Mediante la cura ecosofica del
sapere contadino e, in particolare, della sapienza della donna in quanto figura
maggiormente emarginata dal mainstream capitalistico e tecnocratico
occidentale, sarà forse possibile rinsavire dal morbo metafisico-borghese e
passare così, dal finto “benessere” della “civiltà” dei consumi al vero ben-essere
della mente e del corpo. Cose, piante, animali e uomini riacquisteranno la loro
essenza originaria all’interno del mondo e, pertanto, l’homo sapiens sarà
nuovamente in grado di abitare felicemente la terra. Infatti, oltre alle
abilità tecniche che un coltivatore deve possedere in modo da ottenere raccolti
di qualità, esiste un vero e proprio sapere legato, ad esempio, al rispetto del
naturale ciclo delle stagioni, all’influenza degli astri sui lavori da
svolgere, alla capacità meteorologica di capire il clima, ecc. Pertanto, sotto
il salutare influsso del saper-fare contadino come cura perifisica, la natura
tornerà a essere reputata come vita e spontaneità, così come la realtà sarà di
nuovo il mondo fisico e materiale, cui l’uomo aggiunge un senso tramite una
simbologia culturale. In primo luogo, gli oggetti tornano a essere degli
utensili utili da impiegare nel lavoro artigianale quotidiano dotati, in
aggiunta, di una significatività che deriva dalla cultura propriamente umana.
In secondo luogo, le piante e gli animali ridiventano esseri viventi da
preservare e modelli da imitare per apprendere le strategie di adattamento nel
proprio ecosistema.

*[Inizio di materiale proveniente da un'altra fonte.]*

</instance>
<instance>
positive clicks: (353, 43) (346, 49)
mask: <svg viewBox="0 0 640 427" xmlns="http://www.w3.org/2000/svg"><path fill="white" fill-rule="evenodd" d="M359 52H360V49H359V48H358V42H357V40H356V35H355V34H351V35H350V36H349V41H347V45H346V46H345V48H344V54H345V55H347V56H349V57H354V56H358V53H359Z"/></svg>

In terzo luogo, le persone ritornano membri appartenenti
alla medesima specie con cui collaborare per il miglioramento delle condizioni
di vita ‒ l’uomo torna umile, da mal-vivente al confino del mondo, ossia in «esilio
da quanto sa e odora si terra[2]»,
rimpatria come bene-stante. La filosofia contadina, in aggiunta, ridà valore
alla convivialità, alla ricchezza collettiva e all’importanza delle relazioni
carnali tra individui all’interno di una comunità, bilanciando il rapporto tra
sociale e social, accrescendo le possibilità di giustizia sociale, solidarietà e
libertà. Pur essendo proiettata verso il futuro, essa non dimentica la
tradizione, grazie al legame con la memoria. In questo modo, rimette al centro
il carattere kairologico dell’esistenza, ossia il Tempo, rispettando il
naturale ciclo delle stagioni e l’alternarsi del giorno e della notte, oltre
che ricollocare nella giusta prospettiva il tempo libero, quell’otium così
importante per la sopravvivenza dell’individuo, una volta svolte le mansioni
lavorative atte al vivere. Inoltre, il lavoro, diversamente dai gesti
ripetitivi che le tute blu del Consumismo sono obbligati a eseguire nello
stabilimento dei Tempi Moderni, riacquista la sua posizione di rilievo come
categoria fondamentale dell’umano, anche in virtù di una rivalutazione del
lavoro manuale basato sulla qualità e sull’artigianalità delle professioni. In
sostanza, la filosofia contadina può insegnarci di nuovo come nutrirsi, come
costruire, come convivere, come sopravvivere; come abitare la terra per non
soccombere alla catastrofe ambientale. Tuttavia, è bene precisare fin da subito che qui si rigetta il nostalgico
quanto falso mito del buon selvaggio spensieratamente immerso in un idilliaco
stato di natura bucolico; non s’invoca per nulla un ingenuo revival della
georgica età dell’oro rimpiangendo il tempo in cui “si stava meglio, quando si
stava peggio”; si esclude con forza il banale “viva la campagna” starnazzato da
certo agriturismo. L’esigenza, in questo particolare momento di crisi
dell’abitare, è di affidarci nuovamente all’antica sapienza della cultura
contadina, senza dimenticare gli errori e gli orrori perpetuati nelle campagne
anche dai braccianti agricoli, per passare così dalla borghese sofologia
(“scienza del sapere”) alla più umile filosofia (studium, “passione per
il sapere”), in modo da conoscere bene il territorio di propria competenza e,
di conseguenza, saperlo abitare ragionevolmente.